Produk Domestik Regional Bruto (PDRB) secara keseluruhan disajikan
dalam dua bentuk yaitu penyajian atas dasar harga berlaku dan atas dasar harga
konstan. Penyajian atas dasar harga berlaku menunjukkan besaran nilai tambah
bruto masing-masing sektor sesuai dengan keadaan pada tahun yang sedang
berjalan. Penilaian terhadap produksi, biaya antara dan nilai tambahnya dilakukan
dengan menggunakan harga berlaku pada masing-masing tahun.
Penyajian atas dasar harga konstan diperoleh dengan menggunakan harga
tetap suatu tahun dasar.

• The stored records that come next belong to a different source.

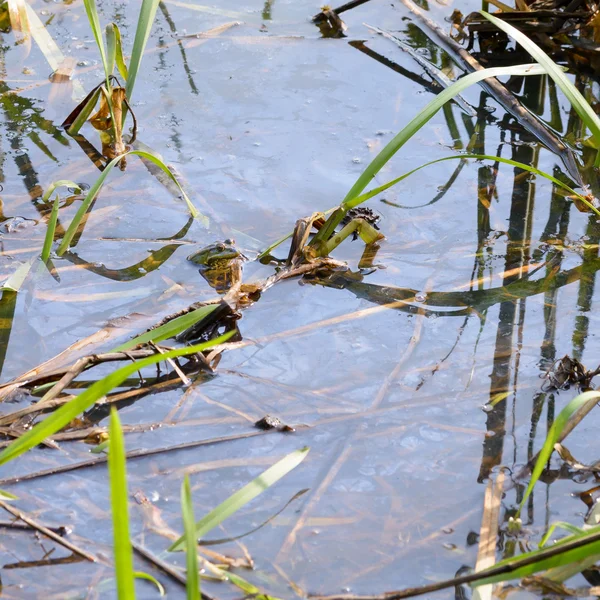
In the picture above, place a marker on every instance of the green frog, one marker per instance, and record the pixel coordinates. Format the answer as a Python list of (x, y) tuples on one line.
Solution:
[(220, 264)]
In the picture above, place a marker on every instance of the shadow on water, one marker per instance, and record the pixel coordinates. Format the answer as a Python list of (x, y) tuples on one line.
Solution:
[(381, 380)]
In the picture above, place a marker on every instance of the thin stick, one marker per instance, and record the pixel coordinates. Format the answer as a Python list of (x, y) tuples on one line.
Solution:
[(47, 532), (184, 378), (448, 583), (129, 455), (488, 533), (349, 5)]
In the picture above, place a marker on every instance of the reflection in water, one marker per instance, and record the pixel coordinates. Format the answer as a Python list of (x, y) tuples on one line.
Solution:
[(382, 406)]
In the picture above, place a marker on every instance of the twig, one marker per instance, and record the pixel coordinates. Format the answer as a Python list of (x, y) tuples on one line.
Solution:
[(129, 455), (448, 583), (488, 533), (61, 530), (349, 5), (47, 532), (184, 378)]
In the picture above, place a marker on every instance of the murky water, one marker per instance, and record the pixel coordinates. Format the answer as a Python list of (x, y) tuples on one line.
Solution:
[(266, 123)]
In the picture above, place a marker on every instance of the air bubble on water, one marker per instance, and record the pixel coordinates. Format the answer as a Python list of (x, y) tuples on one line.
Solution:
[(449, 546)]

Semua barang dan jasa yang dihasilkan, biaya antara yang
digunakan dan nilai tambah masing-masing sektor dinilai berdasarkan harga pada
tahun dasar. Penyajian ini memperlihatkan perkembangan produktivitas secara riil
karena pengaruh perubahan harga (inflasi/deflasi) sudah dikeluarkan. Angka
PDRB yang atas dasar harga konstan menjelaskan laju pertumbuhan ekonomi
wilayah tersebut.
Dalam perhitungan pendapatan nasional, terdapat dua metode yaitu:
23
1. Metode langsung, yaitu perhitungan nilai tambah dari suatu lapangan
usaha/sektor atau subsektor suatu wilayah dengan cara mengalokasikan angka
pendapatan nasional.
2. Metode tidak langsung, yaitu metode alokasi pendapatan nasional dengan
memperhitungkan nilai tambah sektor/subsektor suatu wilayah dengan cara
mengalokasikan angka pendapatan nasional berdasarkan jumlah produksi
fisik, nilai produksi fisik, nilai produksi bruto atau neto, tenaga kerja dan
alokator tidak langsung.
Metode-metode di atas, dilakukan dengan beberapa pendekatan antara lain:
1. Pendekatan Produksi (Production Approach), yaitu menghitung nilai tambah
dari barang dan jasa yang diproduksi oleh seluruh kegiatan ekonomi dengan
cara mengurangkan biaya tiap sektor/subsektor.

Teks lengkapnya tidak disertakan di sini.